Some of the ideas I’m considering in terms of overall topics or series:
- We keep making bad software. How do we stop? Each focuses on a single thing that causes us to make bad software and how to avoid it. Based on ideas and writing surrounding the Out of the Software Crisis book and newsletter.
- The collapse of complex software. About how complex software platforms expose us to risks and political instability, which directly harms our businesses and projects. How to make our software simpler and more robust.
- Why generative models are bad for business. Video versions of many of the arguments I’ve made on generative models in the past.
- Keep calm: a disaster doesn’t have to be a crisis. How to react when tech shit hits the fan.
I have quite a few more ideas for videos and podcasts, but there’s no point in getting into more ambitious productions if I can’t get the basic stuff working.
Something’s gotta give and in my case it’s the link posts #
For this to be sustainable, I need to adjust what I’ve been doing. The essays won’t be weekly any more. I’ll still be doing them, but only when I have a good subject for one. I’m hoping that text versions of the videos (probably based on the script directly as there’s no way in hell I’m going to be ad-libbing them) will work for the regular newsletter schedule. I haven’t decided on the format exactly, but I will adjust it based on feedback as I go.
However, I’m pausing the weekly link posts, where I collect and curate lists of links, until further notice. Instead of the curated list where I boil down the best links I’ve found over the week into a single list, I’ll only post link sections if I’ve found something I think people should absolutely read.
I’ll still be posting links on social media (mastodon and bluesky), just not curating them into link posts afterwards.
And I’ll still be posting photos at the end of each newsletter because I find that personally uplifting.
This is just the first plan and it might fail #
If none of this makes any sort of headway towards turning things around for my work or career, then obviously I’ll end up looking for a full-time job somewhere here in Iceland and put the newsletter and blog on a hiatus.

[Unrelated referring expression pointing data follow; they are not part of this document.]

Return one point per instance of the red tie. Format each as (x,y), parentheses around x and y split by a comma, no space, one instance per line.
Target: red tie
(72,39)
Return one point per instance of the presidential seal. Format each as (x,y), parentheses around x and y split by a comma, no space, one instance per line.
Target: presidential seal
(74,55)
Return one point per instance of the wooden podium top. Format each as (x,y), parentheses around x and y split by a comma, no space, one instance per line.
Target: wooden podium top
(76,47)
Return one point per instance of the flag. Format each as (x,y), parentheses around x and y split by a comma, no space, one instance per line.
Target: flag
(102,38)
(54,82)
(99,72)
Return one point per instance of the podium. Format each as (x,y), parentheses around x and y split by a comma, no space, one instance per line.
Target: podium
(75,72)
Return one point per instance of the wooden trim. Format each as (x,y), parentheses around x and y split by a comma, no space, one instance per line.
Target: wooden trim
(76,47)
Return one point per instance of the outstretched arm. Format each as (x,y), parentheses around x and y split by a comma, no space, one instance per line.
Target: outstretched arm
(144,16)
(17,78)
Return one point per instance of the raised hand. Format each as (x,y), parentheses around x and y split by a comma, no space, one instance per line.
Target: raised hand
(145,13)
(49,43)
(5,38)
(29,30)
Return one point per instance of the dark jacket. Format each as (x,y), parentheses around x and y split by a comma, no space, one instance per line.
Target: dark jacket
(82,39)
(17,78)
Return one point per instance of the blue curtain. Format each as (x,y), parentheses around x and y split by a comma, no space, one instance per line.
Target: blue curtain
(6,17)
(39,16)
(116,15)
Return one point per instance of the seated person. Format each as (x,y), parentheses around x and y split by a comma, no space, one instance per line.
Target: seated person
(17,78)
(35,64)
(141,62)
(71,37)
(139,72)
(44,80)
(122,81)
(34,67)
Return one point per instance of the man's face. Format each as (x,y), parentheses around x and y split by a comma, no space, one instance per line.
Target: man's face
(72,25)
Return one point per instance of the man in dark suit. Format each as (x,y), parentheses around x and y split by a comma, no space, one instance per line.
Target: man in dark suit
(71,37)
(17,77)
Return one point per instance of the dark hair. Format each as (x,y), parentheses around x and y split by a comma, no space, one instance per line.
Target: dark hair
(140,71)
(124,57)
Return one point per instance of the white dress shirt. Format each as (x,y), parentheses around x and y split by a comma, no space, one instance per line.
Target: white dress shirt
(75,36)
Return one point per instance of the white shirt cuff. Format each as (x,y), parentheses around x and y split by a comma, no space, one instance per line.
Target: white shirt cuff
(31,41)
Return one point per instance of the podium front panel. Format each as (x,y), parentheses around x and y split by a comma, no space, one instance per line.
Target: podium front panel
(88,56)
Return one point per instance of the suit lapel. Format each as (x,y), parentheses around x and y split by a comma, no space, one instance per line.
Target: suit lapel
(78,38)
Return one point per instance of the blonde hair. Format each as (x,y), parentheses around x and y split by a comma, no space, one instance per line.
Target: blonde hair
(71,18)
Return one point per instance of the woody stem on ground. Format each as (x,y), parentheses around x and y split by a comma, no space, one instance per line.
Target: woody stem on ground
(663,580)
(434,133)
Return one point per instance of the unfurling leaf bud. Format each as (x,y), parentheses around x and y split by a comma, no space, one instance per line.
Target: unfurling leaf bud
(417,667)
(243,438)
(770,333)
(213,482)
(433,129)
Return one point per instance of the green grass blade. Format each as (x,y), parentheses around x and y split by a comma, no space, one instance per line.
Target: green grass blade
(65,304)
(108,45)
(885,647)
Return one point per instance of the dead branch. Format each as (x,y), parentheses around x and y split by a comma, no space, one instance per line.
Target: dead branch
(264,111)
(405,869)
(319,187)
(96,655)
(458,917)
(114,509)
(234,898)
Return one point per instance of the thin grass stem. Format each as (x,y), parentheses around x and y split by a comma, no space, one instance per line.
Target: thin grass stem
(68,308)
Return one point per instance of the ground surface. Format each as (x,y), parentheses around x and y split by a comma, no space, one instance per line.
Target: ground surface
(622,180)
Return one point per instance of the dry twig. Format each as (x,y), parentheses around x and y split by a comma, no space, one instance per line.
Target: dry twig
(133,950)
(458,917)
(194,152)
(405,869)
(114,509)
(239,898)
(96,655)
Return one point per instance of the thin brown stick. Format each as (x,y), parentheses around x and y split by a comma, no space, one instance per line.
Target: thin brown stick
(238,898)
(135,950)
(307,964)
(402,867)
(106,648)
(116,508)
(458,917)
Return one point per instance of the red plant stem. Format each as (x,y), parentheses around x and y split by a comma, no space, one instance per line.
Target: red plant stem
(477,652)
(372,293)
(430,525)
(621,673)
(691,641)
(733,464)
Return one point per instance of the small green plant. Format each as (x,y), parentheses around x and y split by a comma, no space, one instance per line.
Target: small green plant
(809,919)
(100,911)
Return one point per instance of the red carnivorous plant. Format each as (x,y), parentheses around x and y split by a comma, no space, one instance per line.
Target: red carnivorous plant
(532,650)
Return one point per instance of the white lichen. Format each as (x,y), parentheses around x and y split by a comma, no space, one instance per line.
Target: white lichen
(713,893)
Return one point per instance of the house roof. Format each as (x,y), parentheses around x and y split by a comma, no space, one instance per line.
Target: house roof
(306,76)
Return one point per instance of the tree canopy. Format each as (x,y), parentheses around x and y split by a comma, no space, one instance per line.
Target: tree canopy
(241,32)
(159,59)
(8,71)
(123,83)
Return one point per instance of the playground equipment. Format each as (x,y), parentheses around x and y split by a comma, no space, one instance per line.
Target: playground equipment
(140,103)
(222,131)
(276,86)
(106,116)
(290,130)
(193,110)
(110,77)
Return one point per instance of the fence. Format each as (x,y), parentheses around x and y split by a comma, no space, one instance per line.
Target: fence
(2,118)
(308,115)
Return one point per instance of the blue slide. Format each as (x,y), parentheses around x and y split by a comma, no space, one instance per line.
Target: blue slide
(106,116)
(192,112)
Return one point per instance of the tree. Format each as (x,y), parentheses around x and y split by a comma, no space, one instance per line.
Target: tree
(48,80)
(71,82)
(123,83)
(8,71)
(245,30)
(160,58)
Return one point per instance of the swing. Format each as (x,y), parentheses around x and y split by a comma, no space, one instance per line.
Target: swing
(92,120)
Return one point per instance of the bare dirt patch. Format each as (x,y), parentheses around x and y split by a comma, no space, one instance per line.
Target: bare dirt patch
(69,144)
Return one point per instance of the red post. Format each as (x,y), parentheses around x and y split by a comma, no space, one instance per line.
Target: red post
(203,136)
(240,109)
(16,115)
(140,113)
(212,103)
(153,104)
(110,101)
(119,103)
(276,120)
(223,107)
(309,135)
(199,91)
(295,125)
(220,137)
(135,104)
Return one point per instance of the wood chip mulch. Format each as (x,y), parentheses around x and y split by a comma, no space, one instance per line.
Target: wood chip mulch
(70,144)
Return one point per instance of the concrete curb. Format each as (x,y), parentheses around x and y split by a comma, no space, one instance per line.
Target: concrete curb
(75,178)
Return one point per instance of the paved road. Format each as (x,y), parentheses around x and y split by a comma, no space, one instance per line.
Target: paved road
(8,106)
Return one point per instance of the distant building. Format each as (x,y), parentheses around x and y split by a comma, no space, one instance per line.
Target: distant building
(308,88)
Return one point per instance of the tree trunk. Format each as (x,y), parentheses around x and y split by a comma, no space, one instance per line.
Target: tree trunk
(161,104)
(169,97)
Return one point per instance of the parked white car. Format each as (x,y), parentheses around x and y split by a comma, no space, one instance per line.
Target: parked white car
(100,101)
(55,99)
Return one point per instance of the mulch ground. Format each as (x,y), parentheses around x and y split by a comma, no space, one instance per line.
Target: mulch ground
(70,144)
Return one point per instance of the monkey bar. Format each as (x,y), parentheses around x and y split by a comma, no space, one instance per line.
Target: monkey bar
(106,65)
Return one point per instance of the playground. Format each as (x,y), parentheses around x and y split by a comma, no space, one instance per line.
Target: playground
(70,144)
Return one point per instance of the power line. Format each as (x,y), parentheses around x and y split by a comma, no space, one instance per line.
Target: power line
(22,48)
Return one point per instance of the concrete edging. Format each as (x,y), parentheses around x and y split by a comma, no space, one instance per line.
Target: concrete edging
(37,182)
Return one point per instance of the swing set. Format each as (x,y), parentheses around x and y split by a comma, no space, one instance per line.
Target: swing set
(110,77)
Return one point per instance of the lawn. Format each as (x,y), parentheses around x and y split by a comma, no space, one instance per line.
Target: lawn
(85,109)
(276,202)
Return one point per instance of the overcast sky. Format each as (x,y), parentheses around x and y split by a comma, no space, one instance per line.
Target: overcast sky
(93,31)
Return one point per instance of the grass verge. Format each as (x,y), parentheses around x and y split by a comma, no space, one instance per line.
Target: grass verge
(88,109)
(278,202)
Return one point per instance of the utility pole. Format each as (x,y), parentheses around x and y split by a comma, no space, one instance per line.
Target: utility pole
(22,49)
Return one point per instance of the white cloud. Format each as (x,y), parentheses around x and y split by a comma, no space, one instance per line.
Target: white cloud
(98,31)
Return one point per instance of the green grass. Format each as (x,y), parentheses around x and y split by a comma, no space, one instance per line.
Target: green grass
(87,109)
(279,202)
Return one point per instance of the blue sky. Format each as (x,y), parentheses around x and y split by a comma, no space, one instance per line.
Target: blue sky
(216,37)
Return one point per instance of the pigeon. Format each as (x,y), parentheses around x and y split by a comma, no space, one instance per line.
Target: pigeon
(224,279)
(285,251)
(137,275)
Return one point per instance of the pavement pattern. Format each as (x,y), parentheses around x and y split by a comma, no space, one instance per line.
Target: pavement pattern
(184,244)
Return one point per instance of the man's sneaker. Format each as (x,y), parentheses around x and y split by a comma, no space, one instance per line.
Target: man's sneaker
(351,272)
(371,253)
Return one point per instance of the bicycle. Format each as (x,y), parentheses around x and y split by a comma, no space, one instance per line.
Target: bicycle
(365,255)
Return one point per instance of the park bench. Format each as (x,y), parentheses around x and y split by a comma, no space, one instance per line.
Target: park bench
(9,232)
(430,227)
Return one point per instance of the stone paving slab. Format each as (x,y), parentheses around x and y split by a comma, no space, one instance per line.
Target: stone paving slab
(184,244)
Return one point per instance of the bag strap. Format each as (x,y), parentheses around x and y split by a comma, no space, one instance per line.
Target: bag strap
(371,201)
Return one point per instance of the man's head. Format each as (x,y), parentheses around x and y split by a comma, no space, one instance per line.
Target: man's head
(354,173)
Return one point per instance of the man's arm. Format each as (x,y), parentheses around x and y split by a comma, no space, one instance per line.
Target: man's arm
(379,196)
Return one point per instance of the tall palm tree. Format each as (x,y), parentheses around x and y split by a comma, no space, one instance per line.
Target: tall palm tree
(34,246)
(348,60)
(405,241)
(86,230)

That’d be fine. Not fun, but also not a disaster. I’d rather preserve my independence, but keeping a roof over my head is more important.
Part of my promise to myself this year is that I will give myself the time and space to try a few new (and old) things as well. I don’t know what that will look like, but if that changes things, then it changes things. (Obviously.)
Do let me know what you think about this overall (and only partially formed) idea and I’m still open for suggestions. I think it might work. At least it should be fun to try.
I’m not ruling out the unexpected. If a side activity or something off-topic suddenly gets more traction than the main newsletter, then I will absolutely pursue that instead. I don’t expect anything like that will happen but building a sustainable business is more important that building a specific business. Those are two very different tasks.
If you define success as attaining a singular and specific thing, then success will almost always remain out of your grasp.
But if success is I’d like things to improve somewhat and I don’t particularly care how it happens then that’s an open-ended search which is much more likely to succeed.